4-minute read

This professor is pioneering sustainable rubber

Katrina Cornish is growing a precious natural resource in our own backyard.
Katrina Cornish, right, working with a student.
Katrina Cornish, right, working with visiting fellow Meirambek Mutalkhanov.

Katrina Cornish has a clear vision of what could be.  

In the Ohio State professor’s vision, America capitalizes on her 35 years of work and produces its own rubber, the crucial resource we use to make the tires we travel on, the gloves our nurses and doctors wear, the sports equipment our kids use and about 50,000 other products on which we rely. 

The benefits of domestic rubber production?

For starters, the independence would be significant. The United States is 100 percent dependent on other countries, importing millions of tons of rubber and rubber goods each year. 

Plus, the millions of American jobs it would create? The massive amount of carbon emissions the crops would soak up? Vital benefits for sure. 

“The four most important natural resources we have are air, water, petroleum and natural rubber,” said Cornish, an internationally recognized expert on alternative natural rubber production. “I do have a crusading spirit, and I want to get this established in this country because there’s no aspect of our economy that doesn’t depend on it.” 

If the U.S. maintains its status quo with importation, a rubber apocalypse will occur, Cornish forecasts. And truth be told, it’s already started.  

Ninety percent of our natural rubber is imported from southeast Asia from Hevea trees that are tapped for latex. In 2019, the world produced 14 million tons of rubber mostly from this area of the world. However, between diseases killing trees, climate change decreasing land availability, extreme weather events and COVID wreaking havoc on supply lines and driving up cost eight times higher, there’s already been a significant drop in what we can import. 

Many of the countries producing rubber also have close ties to China, which could cut off America whenever it wants.  

“My big concern is we’ll get cut off by politics or disease,” Cornish said. “And then we’re going to have an economic depression like we haven’t seen since the 1930s. It’s a bit like the elephant in the room. How can you pretend it’s not there?”

 

Katrina Conrish, right, works in the lab with employee Sarah Davis.

Developing solutions

With a joint appointment at Ohio State in the Department of Horticulture and Crop Science and the Department of Food, Agriculture and Biological Engineering, Cornish has created multiple ways of growing latex-producing crops, extracting the latex and producing rubber and even products. 

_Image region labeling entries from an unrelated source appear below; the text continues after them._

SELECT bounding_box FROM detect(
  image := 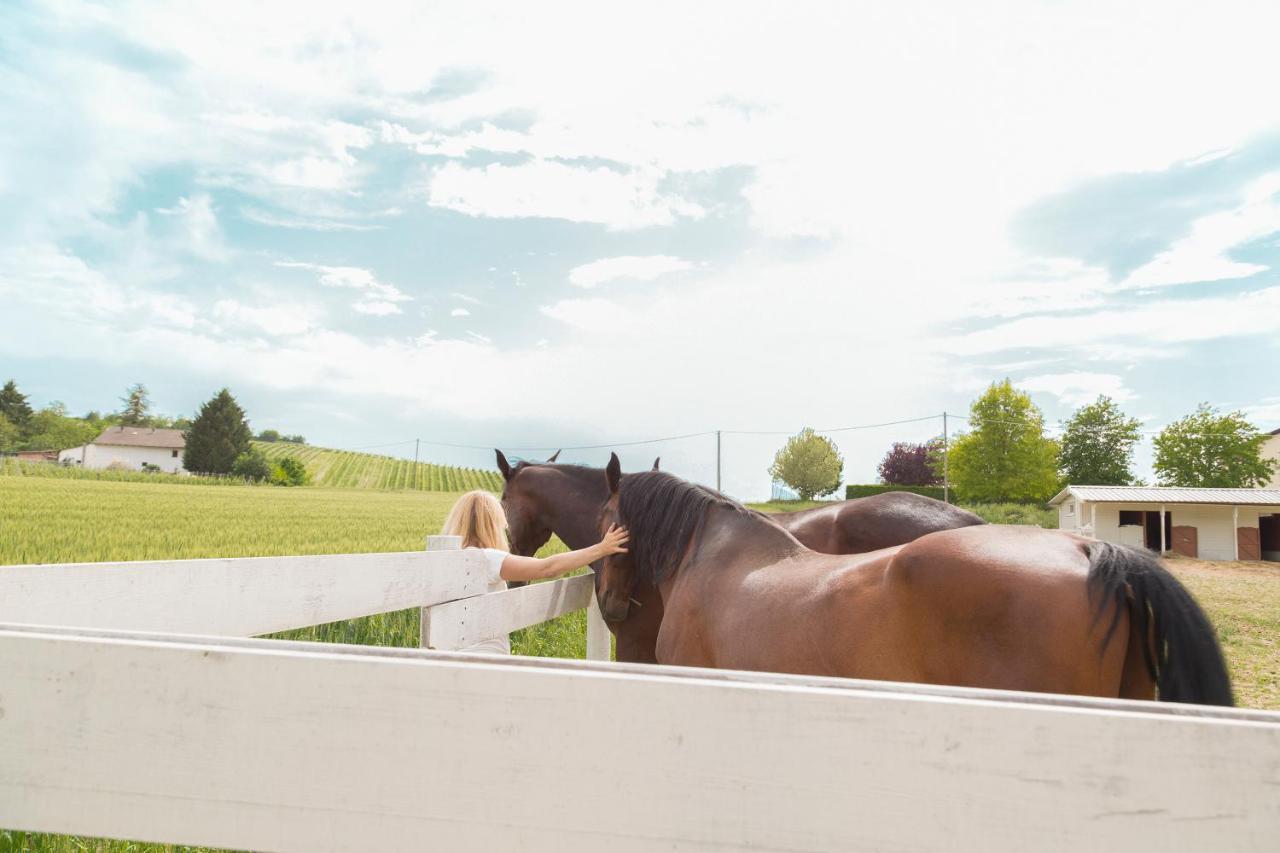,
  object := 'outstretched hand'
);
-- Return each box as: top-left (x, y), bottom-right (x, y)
top-left (600, 524), bottom-right (631, 556)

“A real strength of Ohio State is they encourage joint appointments,” Cornish said. “If I just sat in a silo, if, say, I just grew some crop, well, what then?  

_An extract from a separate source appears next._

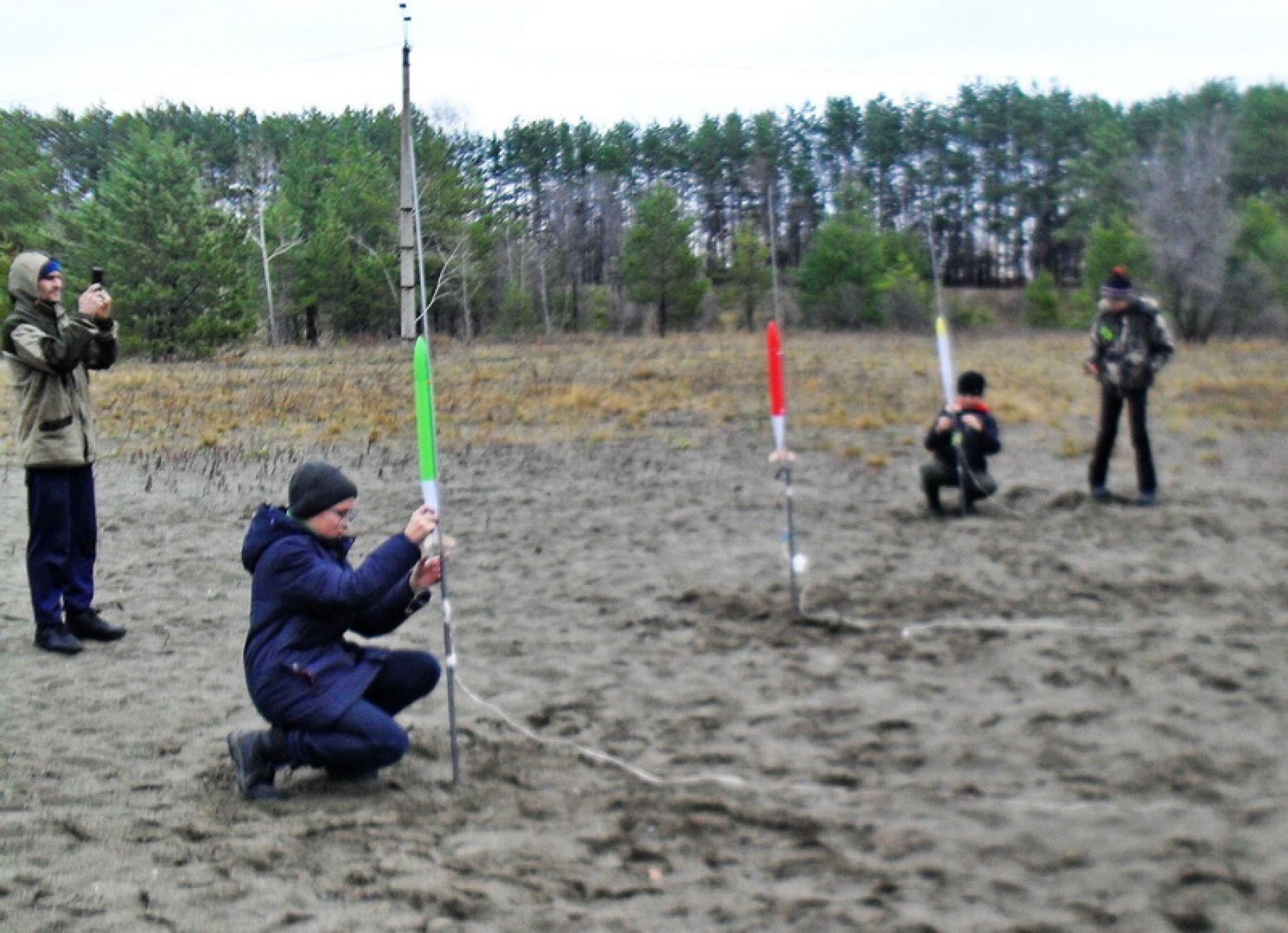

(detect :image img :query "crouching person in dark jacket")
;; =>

“I take a soup-to-nuts approach; everything from gene editing at one end to product development. And if I don’t know how to do something, I bring in collaborators and find out how to do it. To get this done you have to do it collaboratively.” 

Her approach has led to refining two crops that produce latex: the TK Dandelion (or Buckeye Gold) — which she grows at Ohio State’s Wooster campus — and guayule, a shrub that grows in the desert. Not only can these be grown in fields and harvested annually, but she’s also developed a hydroponic approach to growing the TK Dandelion, which can be harvested every two months.  

That brings us to another strength of Ohio State that Cornish has taken advantage of: encouraging partnerships with industry and startups. Cornish’s scientific expertise has led her to co-found a number of startups, including her own guayule latex company, EnergyEne.  

Meanwhile, the American Sustainable Rubber Co. , founded on her scientific knowledge, is commercializing the production of TK Dandelions in hydroponic greenhouses. 

Cornish’s innovation, company President Tim Madden said, could lead to the development of a sustainable, industrial-scale, domestic natural rubber supply chain in a time when the United States needs it most. 

“She is widely recognized as a world leader in the natural rubber industry. There is almost no one who works professionally in the natural rubber industry worldwide who does not know her personally, or at the very least her research,” Madden said. 

“She knows exactly how to scale her research to industrial levels, she just needs as much financial and government support as possible to continue her very important work.”  

Using guayule, Cornish has produced a high-end latex medical glove that protects against bloodborne pathogens and radiation but doesn’t cause allergic reactions and meets FDA standards. Prior to her Radiation Attenuation glove, many medical professionals had to wear two gloves. 

It’s an example of the holistic system she’s developed. And her knowledge could help the U.S. to develop its own rubber production. Of course, it would take a massive investment of time and money. However, once the first farm and processing plant are up and running, Cornish believes it would kick-start others. 

“There’s plenty of farmers wanting to farm it, and plenty of manufacturers will buy it. But getting that process and infrastructure in place is really difficult,” she said. “Unfortunately, much of the U.S. industry and government is reactive instead of proactive. They wait for disaster and disaster is, quite honestly, inevitable. We’ve got to get ahead of it.”